India’s expansion of natural gas is being held back by a lack of pipelines to deliver the fuel and high prices that make it uncompetitive against cheaper energy sources like coal and renewables. According to the authors of the newly released report, these infrastructure gaps and economic challenges have resulted in most of the country’s existing import facilities sitting idle for much of the year.
The report finds that “a lack of pipeline infrastructure has been a bottleneck for gas demand growth in India, along with costs and regulatory and policy factors.” Furthermore, the authors observe that “gas use is cost prohibitive in the power sector compared to coal and renewable power — which now accounts for 40% of installed capacity in India.”
Essentially, India lacks the physical network of pipes needed to move gas from ports to the industrial hubs and cities where it is consumed. Even if the pipes existed, the high price of imported gas makes it a poor financial choice for generating electricity when compared to the country’s massive domestic coal reserves and its rapidly growing solar and wind sectors.

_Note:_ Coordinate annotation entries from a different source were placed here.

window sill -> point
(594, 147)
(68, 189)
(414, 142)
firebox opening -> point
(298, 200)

This price gap is so significant that most of India’s current gas import terminals are being used at less than half of their actual capacity.
The briefing ‘Southern Asia’s gas plans may be overblown’ was released by Global Energy Monitor in March 2026. Prepared by authors Robert Rozansky and Julie Joly, the report analyzes how geopolitical shocks and falling renewable costs are undermining ambitious gas infrastructure projects across India, Pakistan, and Bangladesh.